Wednesday, February 04, 2026

T20 World Cup and the Damage That Doesn’t Show Up on the Scoreboard

BCCI forced Mustafizur Rahman out of the IPL to appease a few “Indian spiritual and political leaders.” The demagogues beat their chests and claimed they had saved Hinduism, then went back to their lives, while India was left to gather the broken pieces. “No broken pieces,” people say but there are always broken pieces. No amount of kintsugi is going to fix that.

The immediate fallout, Bangladesh banned IPL, refused to play in the world cup, Scotland replaced Bangladesh in the World Cup, Mustafizur headed to the PSL and Pakistan refused to play India in the world cup. No big deal one might say, and frankly yes, none of the above change anything significant. India vs Pakistan though a media highlight isnt a contested cricket match anymore, Bangladesh is a nobody and Mustafizur still got paid. But the real damage doesn’t show up on the scoreboard.

Even if nothing dramatic happens on paper, these moments accumulate quietly. Trust erodes. Resentment builds. Soft power leaks away. That is how nations lose influence, not in one dramatic collapse, but in a thousand small, stupid decisions made to satisfy temporary outrage.   

India is beset with two unfriendly neighbours, Pakistan and China; now add Bangladesh to the mix. Agreed, Bangladesh was already headed there, but why nudge it further? The people of Bangladesh are bound to be incensed by how one of their own was treated by India, especially when emotions are already high. Now that Bangladesh is kicked out of the World Cup, they will be further incensed. Bangladesh by itself cannot challenge India, but with the help of China and Pakistan, it can become a real thorn, do we need that? The government should be thinking of the big picture; instead, we have short-sighted leaders looking for a quick buck.

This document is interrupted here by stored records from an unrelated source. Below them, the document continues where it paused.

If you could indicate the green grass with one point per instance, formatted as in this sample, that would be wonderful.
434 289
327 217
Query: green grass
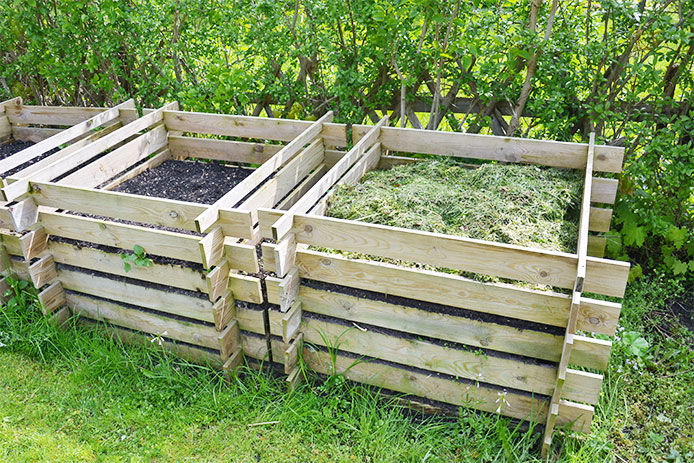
73 395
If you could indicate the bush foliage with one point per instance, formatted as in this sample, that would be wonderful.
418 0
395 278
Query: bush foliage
554 70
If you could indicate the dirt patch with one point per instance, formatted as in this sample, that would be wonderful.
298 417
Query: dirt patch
192 181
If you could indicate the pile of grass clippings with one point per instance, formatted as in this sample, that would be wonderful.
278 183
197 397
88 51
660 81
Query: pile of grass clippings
514 204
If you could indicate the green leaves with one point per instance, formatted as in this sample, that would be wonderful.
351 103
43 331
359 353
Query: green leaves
138 258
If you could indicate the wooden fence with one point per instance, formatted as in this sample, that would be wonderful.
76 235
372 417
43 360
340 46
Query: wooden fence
524 353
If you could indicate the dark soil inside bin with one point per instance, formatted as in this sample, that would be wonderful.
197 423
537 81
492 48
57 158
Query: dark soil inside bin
15 146
191 181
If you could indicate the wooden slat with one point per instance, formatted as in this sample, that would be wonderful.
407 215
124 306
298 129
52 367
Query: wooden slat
433 387
63 137
83 141
86 153
538 306
101 261
604 190
166 302
156 242
600 219
507 149
250 127
209 217
502 260
106 167
124 206
283 225
157 325
221 150
474 366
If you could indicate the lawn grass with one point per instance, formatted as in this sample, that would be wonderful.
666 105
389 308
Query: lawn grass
73 395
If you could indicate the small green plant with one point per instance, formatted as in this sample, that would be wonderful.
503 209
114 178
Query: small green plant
138 258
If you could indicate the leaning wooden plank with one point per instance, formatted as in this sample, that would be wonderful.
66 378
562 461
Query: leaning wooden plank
505 300
474 366
439 325
63 137
286 178
262 128
221 150
124 206
283 226
604 190
507 149
600 219
156 325
106 167
421 384
86 153
207 219
156 242
107 262
190 353
64 152
497 259
166 302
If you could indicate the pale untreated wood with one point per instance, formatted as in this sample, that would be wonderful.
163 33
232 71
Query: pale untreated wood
156 242
221 150
502 260
507 149
154 324
96 259
538 306
130 293
125 206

India aspires to be a leader but behaves like a small-minded bully. A leader never shows their strength; it is simply acknowledged. This was one instance where the government should have intervened, allowed Mustafizur to play or changed venues for Bangladesh with a wry smile. It was not a time to flex muscle; that should have come later. The government lost the big picture (much like the “Trump ended the Indo-Pak war” claim) and will end up losing face on the world stage. As they say, the naive forgive and forget, the fools neither forgive nor forget, the wise forgive but do not forget.

We will not even deign to respond to claims of “saving Hindus” or “punishing Bangladesh.” All this drama stank like a fart in the wind; the only people who went back laughing were the “Indian spiritual and political leaders” who got a few minutes of fame for the next election.

The scariest part of this whole drama was the silence. No leaders calling for reason, no press questioning the collective conscience, no discussions on television, no trending hashtag for common sense — just silence. Was it tacit acceptance by the people of the country, or resignation? Did people agree, not care, or were they scared? Since when do we allow the outrage of a select few “Indian spiritual and political leaders” to dictate what our country should do?

I want to believe there were voices of reason in the government and the BCCI, but I also believe they were scared to take a rational path for fear of the outrage of “Indian spiritual and political leaders.” They were more afraid of the image they had created for themselves than of damaging the image of the country. They ended up capitulating to performative outrage for vote banks. Is that what our country deserves?

Politicians will do what they can get away with. If this passes without question, without discomfort, without consequence, then this is not just a failure of leadership, it is a failure of citizenship. A country is not defined by the noise of its loudest demagogues, but by the standards its people refuse to let go of.